Physically, or by compromising employees or business owners in whatever legal or illegal means, depending on the country.

Sounds from other comments like my knowledge is out of date though, and browsers have real protections against the obvious ways that used to be possible, which is great news.

I think it’s true that they can do “whatever they want”, but only once, because they’ll lose the right once found. The issue is the time between breach and punishment.

As long as a domain has the CAA record specifying which CAs are allowed to issue certificates for it (I believe CAA checking is now mandatory in the baseline requirements for CAs), coupled with CT, a misissurance by a malicious CA should be immediately detectable.

Of course then the question is how quickly browsers can roll out an update/config to distrust all future certs from said CA.

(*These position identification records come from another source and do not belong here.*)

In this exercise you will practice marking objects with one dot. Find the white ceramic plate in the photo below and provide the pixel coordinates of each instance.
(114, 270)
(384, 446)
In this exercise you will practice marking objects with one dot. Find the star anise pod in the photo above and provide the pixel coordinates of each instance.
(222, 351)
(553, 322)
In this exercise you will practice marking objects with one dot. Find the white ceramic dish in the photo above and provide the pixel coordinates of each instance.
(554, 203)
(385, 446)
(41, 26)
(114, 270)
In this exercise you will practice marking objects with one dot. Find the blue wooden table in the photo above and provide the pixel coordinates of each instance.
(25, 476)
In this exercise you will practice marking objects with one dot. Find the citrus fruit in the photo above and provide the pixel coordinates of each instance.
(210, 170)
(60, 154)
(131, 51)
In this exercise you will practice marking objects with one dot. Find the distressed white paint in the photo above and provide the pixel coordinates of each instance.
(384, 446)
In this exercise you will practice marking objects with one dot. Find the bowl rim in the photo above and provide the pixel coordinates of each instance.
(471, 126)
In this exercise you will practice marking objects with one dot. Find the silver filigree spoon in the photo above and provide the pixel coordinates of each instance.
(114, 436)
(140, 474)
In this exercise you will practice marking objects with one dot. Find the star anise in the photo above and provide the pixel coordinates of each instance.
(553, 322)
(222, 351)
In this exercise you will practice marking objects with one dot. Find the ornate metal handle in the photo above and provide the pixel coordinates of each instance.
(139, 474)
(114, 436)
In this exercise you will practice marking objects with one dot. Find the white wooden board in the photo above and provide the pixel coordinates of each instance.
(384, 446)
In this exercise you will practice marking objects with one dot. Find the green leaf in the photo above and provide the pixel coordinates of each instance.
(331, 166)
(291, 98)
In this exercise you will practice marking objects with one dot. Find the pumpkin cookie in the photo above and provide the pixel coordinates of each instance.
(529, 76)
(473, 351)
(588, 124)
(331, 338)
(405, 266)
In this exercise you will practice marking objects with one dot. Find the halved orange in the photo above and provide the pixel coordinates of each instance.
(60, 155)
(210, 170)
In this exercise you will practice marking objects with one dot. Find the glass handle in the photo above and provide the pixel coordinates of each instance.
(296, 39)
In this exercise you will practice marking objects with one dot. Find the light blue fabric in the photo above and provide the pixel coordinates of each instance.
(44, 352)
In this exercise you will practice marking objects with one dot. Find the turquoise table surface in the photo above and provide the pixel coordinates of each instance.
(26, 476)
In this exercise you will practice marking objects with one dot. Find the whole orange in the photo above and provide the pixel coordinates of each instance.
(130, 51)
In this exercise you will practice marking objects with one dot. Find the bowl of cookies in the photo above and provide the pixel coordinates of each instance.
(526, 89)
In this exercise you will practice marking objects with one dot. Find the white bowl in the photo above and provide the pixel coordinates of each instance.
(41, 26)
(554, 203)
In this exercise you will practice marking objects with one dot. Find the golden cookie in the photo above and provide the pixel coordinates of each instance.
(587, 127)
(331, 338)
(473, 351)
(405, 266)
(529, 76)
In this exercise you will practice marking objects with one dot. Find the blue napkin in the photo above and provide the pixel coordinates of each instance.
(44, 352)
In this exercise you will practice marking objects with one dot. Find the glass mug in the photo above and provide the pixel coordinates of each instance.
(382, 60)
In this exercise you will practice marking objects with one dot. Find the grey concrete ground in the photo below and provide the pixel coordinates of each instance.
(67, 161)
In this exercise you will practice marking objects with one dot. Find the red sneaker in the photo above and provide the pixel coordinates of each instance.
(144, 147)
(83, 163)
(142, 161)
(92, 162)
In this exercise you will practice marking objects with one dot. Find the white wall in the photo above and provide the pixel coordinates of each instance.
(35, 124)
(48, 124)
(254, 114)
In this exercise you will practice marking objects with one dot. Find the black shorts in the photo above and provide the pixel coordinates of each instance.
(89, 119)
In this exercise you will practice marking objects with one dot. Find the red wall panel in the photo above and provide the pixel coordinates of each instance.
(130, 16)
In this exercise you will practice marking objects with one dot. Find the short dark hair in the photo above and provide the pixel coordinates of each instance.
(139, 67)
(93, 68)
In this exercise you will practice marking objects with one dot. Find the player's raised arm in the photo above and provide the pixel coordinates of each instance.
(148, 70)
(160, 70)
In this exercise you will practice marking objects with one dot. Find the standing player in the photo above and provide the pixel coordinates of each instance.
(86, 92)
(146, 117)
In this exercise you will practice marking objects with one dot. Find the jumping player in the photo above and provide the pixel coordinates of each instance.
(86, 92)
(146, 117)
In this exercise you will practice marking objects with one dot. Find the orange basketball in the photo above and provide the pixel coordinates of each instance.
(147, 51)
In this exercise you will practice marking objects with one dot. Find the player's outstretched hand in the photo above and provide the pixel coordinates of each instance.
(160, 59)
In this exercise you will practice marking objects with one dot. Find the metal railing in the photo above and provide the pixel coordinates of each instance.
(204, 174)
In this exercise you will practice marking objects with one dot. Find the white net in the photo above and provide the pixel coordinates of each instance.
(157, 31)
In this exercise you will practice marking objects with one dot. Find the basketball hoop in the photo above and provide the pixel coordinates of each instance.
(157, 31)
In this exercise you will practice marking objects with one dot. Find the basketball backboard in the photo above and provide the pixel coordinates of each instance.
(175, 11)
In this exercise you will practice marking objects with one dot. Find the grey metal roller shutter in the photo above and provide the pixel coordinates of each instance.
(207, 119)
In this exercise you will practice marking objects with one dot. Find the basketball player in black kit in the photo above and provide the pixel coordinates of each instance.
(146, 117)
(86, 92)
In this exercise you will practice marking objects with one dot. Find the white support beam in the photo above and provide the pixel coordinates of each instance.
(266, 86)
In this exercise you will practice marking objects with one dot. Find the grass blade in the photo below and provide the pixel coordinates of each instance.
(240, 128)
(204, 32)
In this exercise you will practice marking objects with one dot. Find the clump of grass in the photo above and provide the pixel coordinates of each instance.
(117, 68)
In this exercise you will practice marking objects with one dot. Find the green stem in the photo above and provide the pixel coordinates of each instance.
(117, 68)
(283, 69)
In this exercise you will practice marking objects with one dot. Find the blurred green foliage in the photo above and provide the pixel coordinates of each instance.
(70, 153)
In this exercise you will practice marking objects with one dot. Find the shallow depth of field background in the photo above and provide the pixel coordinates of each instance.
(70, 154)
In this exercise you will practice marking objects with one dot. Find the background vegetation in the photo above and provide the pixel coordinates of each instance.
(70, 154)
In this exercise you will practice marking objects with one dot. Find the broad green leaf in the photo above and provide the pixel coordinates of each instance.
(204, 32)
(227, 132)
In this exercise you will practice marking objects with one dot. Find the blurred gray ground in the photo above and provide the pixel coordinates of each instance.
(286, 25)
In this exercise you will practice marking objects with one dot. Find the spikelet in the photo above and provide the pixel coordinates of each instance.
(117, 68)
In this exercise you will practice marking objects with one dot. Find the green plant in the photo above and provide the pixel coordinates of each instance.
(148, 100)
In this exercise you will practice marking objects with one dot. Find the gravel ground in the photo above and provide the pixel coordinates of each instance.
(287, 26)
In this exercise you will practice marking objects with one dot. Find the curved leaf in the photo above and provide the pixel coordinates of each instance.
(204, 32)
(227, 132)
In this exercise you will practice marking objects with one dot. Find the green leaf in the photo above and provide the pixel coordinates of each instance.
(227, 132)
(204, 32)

Browsers only enforce that certs were logged to CT logs (because they will fail a TLS connection unless a certificate has valid SCTs attached to them). The actual domain owner will have to monitor the CT logs and call out when they notice a certificate being issued that they didn't request. Without that active monitoring of CT logs by the domain owner, it won't help.

CT = Certificate Transparency, https://en.m.wikipedia.org/wiki/Certificate_Transparency

https://proton.me/blog/kazakhstan-internet-surveillance (apparently they rolled back pushing this, but this shows some "various ways")

We’re discussing trusted CAs typically bundled with operating systems or browsers here. They have to follow the baseline requirements and at least maintain a semblance of innocence. Directly compromising clients with a typically untrusted root cert is out of scope, and you don’t need an evil CA in that case anyway.